Bayesian W2D1 Tutorial 1

Sunidhi · July 20, 2020, 9:51am

When does the prior have the strongest influence over the posterior? When is it the weakest? What exactly are the answers of these questions asked within the tutorial after exercise 2A?

aplumley · July 20, 2020, 10:59am

From my understanding, the influence of the prior is strongest when the sigma of the likelihood is large. That is to say that the measured information provided has high uncertainty.
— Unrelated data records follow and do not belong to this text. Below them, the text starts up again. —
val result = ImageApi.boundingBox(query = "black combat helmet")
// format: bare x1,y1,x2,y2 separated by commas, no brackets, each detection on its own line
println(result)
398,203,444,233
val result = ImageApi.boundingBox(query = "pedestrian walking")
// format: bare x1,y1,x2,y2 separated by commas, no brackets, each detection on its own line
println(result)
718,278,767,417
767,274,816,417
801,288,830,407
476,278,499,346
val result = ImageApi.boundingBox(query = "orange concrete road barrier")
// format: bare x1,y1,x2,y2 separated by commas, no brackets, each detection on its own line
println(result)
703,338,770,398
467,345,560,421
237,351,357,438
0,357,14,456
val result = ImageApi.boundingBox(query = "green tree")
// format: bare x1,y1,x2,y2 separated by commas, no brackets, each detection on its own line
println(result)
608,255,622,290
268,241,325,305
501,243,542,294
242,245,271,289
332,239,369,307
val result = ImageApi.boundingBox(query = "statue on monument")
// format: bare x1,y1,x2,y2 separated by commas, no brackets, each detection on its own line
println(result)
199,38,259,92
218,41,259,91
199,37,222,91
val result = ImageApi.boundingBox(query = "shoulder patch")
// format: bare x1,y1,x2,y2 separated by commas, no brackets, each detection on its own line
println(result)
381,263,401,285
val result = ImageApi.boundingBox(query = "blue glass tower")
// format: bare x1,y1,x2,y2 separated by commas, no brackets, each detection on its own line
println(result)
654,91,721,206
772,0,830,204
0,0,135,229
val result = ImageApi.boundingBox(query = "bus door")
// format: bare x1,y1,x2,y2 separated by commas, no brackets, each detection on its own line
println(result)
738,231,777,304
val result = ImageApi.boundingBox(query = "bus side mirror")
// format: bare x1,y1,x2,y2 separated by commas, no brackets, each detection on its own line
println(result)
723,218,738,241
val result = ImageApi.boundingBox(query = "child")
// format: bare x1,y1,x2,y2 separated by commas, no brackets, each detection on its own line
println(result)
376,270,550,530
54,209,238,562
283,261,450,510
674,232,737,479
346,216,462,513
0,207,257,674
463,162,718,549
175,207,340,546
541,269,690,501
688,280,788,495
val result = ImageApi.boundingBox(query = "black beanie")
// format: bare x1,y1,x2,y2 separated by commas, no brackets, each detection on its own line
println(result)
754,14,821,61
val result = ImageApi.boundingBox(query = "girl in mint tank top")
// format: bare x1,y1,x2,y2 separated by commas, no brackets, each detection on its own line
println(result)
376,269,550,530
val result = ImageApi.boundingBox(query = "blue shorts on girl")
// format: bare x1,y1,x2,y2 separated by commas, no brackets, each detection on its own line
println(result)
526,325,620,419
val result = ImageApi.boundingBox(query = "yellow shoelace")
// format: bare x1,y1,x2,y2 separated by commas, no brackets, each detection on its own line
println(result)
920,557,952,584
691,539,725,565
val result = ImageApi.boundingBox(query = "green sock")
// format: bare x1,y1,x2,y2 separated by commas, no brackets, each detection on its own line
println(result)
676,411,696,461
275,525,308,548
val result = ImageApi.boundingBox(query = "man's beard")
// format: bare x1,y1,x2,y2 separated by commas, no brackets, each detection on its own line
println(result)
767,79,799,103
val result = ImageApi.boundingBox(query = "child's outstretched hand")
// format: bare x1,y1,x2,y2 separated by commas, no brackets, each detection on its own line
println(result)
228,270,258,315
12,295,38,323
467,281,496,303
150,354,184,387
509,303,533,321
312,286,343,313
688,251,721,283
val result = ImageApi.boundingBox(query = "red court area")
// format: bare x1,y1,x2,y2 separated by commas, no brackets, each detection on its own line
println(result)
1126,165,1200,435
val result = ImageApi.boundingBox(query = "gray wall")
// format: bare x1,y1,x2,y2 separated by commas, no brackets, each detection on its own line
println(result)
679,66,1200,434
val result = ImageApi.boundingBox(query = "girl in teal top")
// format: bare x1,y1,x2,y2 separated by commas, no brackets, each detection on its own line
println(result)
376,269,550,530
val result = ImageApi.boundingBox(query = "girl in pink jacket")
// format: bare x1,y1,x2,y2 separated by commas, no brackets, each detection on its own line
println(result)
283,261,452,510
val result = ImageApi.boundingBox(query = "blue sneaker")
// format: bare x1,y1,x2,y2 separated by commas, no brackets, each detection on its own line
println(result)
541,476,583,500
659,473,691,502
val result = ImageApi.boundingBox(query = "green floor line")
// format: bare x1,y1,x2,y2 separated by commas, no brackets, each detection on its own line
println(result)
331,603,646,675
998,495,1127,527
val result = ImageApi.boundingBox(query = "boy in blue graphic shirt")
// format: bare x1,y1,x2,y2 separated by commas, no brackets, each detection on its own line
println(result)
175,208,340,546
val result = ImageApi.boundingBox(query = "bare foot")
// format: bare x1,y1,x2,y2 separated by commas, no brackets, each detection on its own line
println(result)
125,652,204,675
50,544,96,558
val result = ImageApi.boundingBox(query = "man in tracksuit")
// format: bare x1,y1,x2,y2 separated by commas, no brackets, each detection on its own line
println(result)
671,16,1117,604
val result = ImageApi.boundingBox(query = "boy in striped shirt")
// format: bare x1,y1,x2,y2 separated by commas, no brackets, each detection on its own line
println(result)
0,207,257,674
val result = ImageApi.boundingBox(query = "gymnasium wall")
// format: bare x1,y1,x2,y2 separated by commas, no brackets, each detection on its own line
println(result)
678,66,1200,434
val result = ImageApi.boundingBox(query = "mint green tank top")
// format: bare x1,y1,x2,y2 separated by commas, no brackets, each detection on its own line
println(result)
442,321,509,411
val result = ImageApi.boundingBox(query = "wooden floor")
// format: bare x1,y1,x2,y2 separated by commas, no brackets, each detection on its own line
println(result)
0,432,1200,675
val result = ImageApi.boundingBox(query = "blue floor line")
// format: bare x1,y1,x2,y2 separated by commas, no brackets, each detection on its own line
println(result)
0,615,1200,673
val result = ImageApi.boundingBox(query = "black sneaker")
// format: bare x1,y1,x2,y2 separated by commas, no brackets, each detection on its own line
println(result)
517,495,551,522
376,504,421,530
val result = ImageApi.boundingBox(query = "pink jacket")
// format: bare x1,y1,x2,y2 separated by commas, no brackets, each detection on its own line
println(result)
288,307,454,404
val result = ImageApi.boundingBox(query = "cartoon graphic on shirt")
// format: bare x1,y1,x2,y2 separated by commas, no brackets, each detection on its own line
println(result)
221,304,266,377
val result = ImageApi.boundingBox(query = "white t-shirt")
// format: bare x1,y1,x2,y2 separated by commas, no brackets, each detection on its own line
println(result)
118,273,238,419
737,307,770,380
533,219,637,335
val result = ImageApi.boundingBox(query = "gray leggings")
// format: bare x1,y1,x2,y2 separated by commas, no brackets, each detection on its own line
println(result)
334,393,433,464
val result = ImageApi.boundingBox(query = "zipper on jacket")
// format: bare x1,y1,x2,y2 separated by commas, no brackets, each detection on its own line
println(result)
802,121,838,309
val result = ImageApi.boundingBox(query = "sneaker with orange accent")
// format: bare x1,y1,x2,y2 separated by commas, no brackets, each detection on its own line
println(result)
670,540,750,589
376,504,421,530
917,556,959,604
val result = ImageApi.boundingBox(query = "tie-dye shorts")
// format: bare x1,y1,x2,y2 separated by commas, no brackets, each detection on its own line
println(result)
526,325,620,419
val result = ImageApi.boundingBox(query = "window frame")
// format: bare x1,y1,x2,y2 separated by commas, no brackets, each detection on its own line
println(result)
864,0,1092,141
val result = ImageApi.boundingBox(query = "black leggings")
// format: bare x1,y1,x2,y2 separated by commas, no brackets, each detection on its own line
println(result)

In those cases, the posterior distribution mostly resembles the prior (our expectations), since the measurements are so uncertain/noisy that they have negligible effect on the posterior.

Conversely, when sigma of the likelihood function is small (we are very certain about the measured information), the prior has less influence.

roschkoenig · July 20, 2020, 2:44pm

Exactly - if you play around a bit with the widget, you should be able to see a couple of the following observations

if the sigmas of prior (visual) and likelihood (auditory) are equal, the posterior distribution is exactly in the middle
if the sigma of prior is bigger than that of likelihood, the posterior distribution is closer to the likelihood
conversely, if the sigma of the prior is smaller than that of the likelihood, the posterior distribution is closer to the prior

The overall take-away here is that probability distributions (likelihood, or prior) that are 'narrow (i.e. encode a certain variable with little uncertainty) have a big impact on the posterior distribution

roschkoenig · July 20, 2020, 2:47pm

Some examples below

Below prior and likelihood variances are the same (sigma_auditory = sigma_visual = 0.5)

Below, prior variance is bigger (sigma_visual = 1.0) than likelihood variance (sigma_auditory = 0.5) and the posterior is much closer to the auditory distribution.

And lastly, the prior variance here is smaller (sigma_visual = 0.5) than the likelihood variance (sigma_auditory = 1.0) which results in the posterior sitting much closer to the prior

mrkrause · July 20, 2020, 2:56pm

That’s a great answer!

Bayesian methods are often used to characterize beliefs, and thinking about it that way can be a good way to develop some intuition. The prior captures your…prior beliefs. The likelihood provides some sensory evidence, which you merge into the prior to produce the posterior. (Prior means before, Posterior=behind (or after) seeing the evidence).

For the localization example, we can think of the mean µ as “what we believe” and σ as inversely proportional to how sure we are in that belief. (In fact, some people use τ = 1/σ² instead, which they call “precision”, but let’s not dive down that particular rabbit hole just yet). A distribution like N(0,5) therefore suggests that you think the location is somewhere around 0, but you haven’t located it precisely. Something like N(5,0.01) means you’re very sure it’s located at 5.

So…when should your beliefs (=posterior) change a lot? Well, if you start with vague suspicion that something is true (=large sigma on prior) and someone gives you strong evidence that it is (narrow sigma for likelihood), your resulting belief should be strengthened (=posterior with narrow sigma). On the other hand, if you believe something strongly (=narrow prior) and someone presents you with unconvincing evidence (=broad likelihood), it shouldn’t change your beliefs much, and so the posterior doesn’t change. Finally, suppose you are moderately convinced that the stimulus is at µ1, but see some equally convincing evidence (i.e., the same sigma) that it’s actually at µ2. The rational thing to do would be to assume that both of your measurements are a bit imprecise, and it’s actually in the middle.

In all three cases, that’s how the math works out!

aishling.cooke · July 20, 2020, 7:07pm

In our group, we were wondering why in Section 1/Exercise 1, the example code implemented a different formula to the Gaussian formula given directly above (specifically, it lacked the constant term) - is it just because that term is irrelevant when you normalise?

aducote · July 20, 2020, 8:04pm

Yes. The coefficient would serve to normalize that posterior if you were integrating from -inf to +inf. However, in this case, we are only looking at a certain range and are integrating by summation rather than analytically. If you include the coefficient and don’t normalize, you might notice that the posterior curve is too large by a factor of 0.1. This 0.1 just happens to be the dx separating x’s in the original distribution. If you multiply that in when you calculate the posterior, the normalization is again done automatically.